The preparation of financial statements in accordance with GAAP
requires the Partnership to make estimates and assumptions that affect the
reported or disclosed amount of assets and liabilities and disclosure of
contingent assets and liabilities at the date of the financial statements
and the reported amounts of revenues and expenses during the reporting
period.

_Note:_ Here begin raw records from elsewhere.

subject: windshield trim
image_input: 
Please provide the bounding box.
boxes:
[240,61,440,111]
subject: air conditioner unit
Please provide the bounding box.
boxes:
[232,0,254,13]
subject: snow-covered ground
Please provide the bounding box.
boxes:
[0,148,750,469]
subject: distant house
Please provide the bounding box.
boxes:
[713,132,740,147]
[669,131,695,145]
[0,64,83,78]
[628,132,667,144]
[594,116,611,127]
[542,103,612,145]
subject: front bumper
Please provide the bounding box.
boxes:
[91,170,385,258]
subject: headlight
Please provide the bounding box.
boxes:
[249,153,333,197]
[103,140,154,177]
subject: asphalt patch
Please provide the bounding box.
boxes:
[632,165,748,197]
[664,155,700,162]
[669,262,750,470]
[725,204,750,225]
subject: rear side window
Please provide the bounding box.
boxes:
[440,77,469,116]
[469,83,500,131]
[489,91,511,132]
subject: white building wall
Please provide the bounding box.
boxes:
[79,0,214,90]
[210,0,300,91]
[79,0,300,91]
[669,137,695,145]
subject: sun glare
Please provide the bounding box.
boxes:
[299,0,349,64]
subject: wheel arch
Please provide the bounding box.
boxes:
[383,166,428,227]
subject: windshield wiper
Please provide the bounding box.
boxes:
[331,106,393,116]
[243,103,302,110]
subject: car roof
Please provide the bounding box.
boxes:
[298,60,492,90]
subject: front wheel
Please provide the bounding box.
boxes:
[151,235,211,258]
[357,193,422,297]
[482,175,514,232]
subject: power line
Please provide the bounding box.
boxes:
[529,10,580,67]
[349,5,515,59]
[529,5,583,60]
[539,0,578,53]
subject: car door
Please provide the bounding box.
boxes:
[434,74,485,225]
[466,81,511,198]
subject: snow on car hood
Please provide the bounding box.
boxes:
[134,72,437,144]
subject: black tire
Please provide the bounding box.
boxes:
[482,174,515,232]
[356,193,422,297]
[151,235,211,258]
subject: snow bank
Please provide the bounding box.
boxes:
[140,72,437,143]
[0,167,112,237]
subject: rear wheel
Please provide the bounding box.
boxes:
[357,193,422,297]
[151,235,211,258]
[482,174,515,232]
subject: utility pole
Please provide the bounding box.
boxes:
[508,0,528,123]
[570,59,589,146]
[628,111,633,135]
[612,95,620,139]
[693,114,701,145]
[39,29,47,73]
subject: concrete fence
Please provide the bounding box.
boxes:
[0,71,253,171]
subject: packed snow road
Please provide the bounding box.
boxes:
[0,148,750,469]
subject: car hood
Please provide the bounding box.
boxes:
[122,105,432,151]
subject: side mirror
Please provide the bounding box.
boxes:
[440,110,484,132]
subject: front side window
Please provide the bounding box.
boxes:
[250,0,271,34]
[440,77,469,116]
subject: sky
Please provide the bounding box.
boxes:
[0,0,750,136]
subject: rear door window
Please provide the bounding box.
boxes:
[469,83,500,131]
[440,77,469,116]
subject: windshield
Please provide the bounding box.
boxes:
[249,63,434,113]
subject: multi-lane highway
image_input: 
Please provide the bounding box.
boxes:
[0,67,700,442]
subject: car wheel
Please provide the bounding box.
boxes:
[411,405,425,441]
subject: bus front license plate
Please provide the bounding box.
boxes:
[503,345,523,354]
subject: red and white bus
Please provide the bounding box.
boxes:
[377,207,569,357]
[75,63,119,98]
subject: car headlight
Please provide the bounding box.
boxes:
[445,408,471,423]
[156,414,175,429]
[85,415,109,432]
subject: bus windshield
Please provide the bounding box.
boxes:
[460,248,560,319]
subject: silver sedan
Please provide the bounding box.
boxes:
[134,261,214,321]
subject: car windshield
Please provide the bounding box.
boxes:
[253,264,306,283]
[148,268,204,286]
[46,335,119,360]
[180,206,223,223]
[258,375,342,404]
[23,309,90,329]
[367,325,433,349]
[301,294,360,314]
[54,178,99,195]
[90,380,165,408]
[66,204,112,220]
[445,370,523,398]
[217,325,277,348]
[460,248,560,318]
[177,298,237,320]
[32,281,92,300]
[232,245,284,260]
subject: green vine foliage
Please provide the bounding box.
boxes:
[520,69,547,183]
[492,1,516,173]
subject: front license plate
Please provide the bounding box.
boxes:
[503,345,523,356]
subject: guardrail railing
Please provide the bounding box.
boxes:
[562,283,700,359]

Actual results could differ from these estimates.
245 PARK
As a result of the 1996 restructuring, the Partnership owns (through a
limited liability company of which the Partnership is a 99% member) an
approximate 5.56% general partner interest in a newly formed partnership,
World Financial Properties,L.P. ("WFP, LP"). The managing general partner
of WFP, LP is an entity affiliated with certain O&Y creditors and the
proponents of the Plan governing the restructuring and, subject to the
partnership agreement of WFP, LP, has full authority to manage its affairs.
WFP, LP's principal assets are majority and controlling interests in six
office buildings.
In conjunction with the restructuring, the Partnership entered into
the JMB Transaction Agreement dated November 21, 1996, whereby the
Partnership is entitled to receive one third of the monthly management fees
earned at the 245 Park Avenue property through December 2001. Amounts
received may not be less than $400,000 or exceed $600,000 for any twelve
month period and may not be less than $2,300,000 over the term of the
agreement.
WFP, LP and the Partnership each have a substantial amount of
indebtedness remaining. If any of the buildings are sold, any proceeds
would be first applied to repayment of the mortgage and other indebtedness
of WFP, LP. In any event, any net proceeds obtained by the Partnership
would then be required to be used to satisfy notes payable to JMB Realty
Corporation ("JMB") (aggregating approximately $63,051,000 at March 31,
1997). Only after such applications would any remaining proceeds be
available to be distributed to the Holders. As a result, it is unlikely
that the Holders ever will receive any significant portion of their
original investment. However, in the event of a sale or other disposition
of any of the properties (including a transfer to the lenders), or of the
Partnership's interest in WFP, LP, the Holders may be allocated substantial
gain for Federal income tax purposes without any corresponding proceeds
from such sale.
TRANSACTIONS WITH AFFILIATES
The Partnership has notes payable and related deferred interest
payable to JMB, an affiliate of the General Partners.
<PAGE>
In accordance with the Partnership Agreement, the Corporate General
Partner and its affiliates are entitled to receive reimbursement for direct
expenses and out-of-pocket expenses related to the administration of the
Partnership and operation of the Partnership's real property investment.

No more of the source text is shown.